John McDonnell claims British business now sees Labour as 'the government in waiting'

  • Shadow Chancellor says business is now treating Labour like the “government in waiting”.
  • McDonnell says business is already making long term plans for a Labour government.
  • He says his party will save business from the coming economic “catastrophe” under Theresa May’s government.

LONDON — Shadow Chancellor John McDonnell today claimed that business leaders see Labour as “the government in waiting” and accused the Conservatives of leading Britain to a “catastrophe” in a speech on the economy on Thursday.

McDonnell said business leaders he has met in recent weeks are making long-term plans based on the assumption that Jeremy Corbyn’s Labour will form a government at the next general election.

McDonnell also attacked Philip Hammond for having “no idea what is going in the real world” as the chancellor prepares to announce the government’s Autumn budget next week.

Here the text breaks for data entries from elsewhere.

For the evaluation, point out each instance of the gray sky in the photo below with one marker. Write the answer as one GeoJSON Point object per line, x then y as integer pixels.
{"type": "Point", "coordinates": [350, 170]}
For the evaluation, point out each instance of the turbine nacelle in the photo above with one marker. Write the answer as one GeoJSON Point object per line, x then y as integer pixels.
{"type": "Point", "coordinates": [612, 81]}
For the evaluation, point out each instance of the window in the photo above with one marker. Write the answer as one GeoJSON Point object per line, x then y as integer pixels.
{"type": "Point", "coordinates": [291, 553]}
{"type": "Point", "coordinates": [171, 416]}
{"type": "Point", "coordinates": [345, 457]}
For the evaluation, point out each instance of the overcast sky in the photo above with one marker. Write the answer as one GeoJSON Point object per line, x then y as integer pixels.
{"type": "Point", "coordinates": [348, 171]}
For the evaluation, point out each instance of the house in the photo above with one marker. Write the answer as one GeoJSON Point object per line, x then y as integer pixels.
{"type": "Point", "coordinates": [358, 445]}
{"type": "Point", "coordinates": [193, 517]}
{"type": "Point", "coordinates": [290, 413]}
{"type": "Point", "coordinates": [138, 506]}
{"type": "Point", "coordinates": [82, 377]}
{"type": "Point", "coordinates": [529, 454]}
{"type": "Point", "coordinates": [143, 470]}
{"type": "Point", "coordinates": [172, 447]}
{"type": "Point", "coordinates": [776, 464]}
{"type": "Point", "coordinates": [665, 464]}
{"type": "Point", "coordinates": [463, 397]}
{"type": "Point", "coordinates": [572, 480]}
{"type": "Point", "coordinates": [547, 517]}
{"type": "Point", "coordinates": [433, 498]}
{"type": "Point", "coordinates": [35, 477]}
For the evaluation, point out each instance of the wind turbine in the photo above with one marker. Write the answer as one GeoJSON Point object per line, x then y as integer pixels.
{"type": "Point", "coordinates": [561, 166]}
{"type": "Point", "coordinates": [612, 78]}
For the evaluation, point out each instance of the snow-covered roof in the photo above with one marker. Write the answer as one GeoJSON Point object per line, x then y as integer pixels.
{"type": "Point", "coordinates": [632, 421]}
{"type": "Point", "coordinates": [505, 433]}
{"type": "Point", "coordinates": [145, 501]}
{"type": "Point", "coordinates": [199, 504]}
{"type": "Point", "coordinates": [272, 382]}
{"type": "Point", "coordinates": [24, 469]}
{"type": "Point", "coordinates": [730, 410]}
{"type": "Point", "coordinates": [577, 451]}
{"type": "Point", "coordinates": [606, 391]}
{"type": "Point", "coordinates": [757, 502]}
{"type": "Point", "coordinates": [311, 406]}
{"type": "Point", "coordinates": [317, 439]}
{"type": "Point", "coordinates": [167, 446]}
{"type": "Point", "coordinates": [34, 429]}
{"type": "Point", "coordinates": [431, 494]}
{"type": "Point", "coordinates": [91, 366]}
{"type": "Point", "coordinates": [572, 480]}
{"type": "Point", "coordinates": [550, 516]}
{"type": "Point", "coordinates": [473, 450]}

“Let’s hope he wakes up and see what is happening to the real people,” McDonnell told a press conference in Westminster.

He described the austerity agenda initiated by former Chancellor George Osborne and continued by Hammond as based on “at best a myth, and at worst a lie.”

He added: “It would help if he [Hammond] recognised he’s not a concerned bystander, he has been a senior member of government since 2010. It’s his and that of his colleagues. theirs alone. They failed to address the failures of the economy, and have added to them.”

“The NHS now faces the worst recruitment crisis in its history… Cuts to local policing a direct threat to national security and fight to keep streets safe from terrorism… The current crisis at risk of becoming a catastrophe.

“The lesson is clear. The lessons is we cant go on like this. Austerity doesn’t just have to end — we need to start seriously investing in public services and our economy.”

In his speech, McDonnell called on the government to announce an “emergency budget” and said Chancellor Hammond should make the following commitments:

  • Pause the roll-out of Universal Credit
  • Pump money into health, education, and local government
  • Put money towards public sector pay rises
  • Increase funding for infrastructure projects
  • Launch a national, large-scale house-building programme

McDonnell accused Theresa May’s government of being “ill-prepared and incapable” to negotiate Brexit but failed to confirm whether a Labour government would set aside funds for a no-deal scenario.

“We believe that we should negotiate a deal and as a government, we’d negotiate a deal,” he said.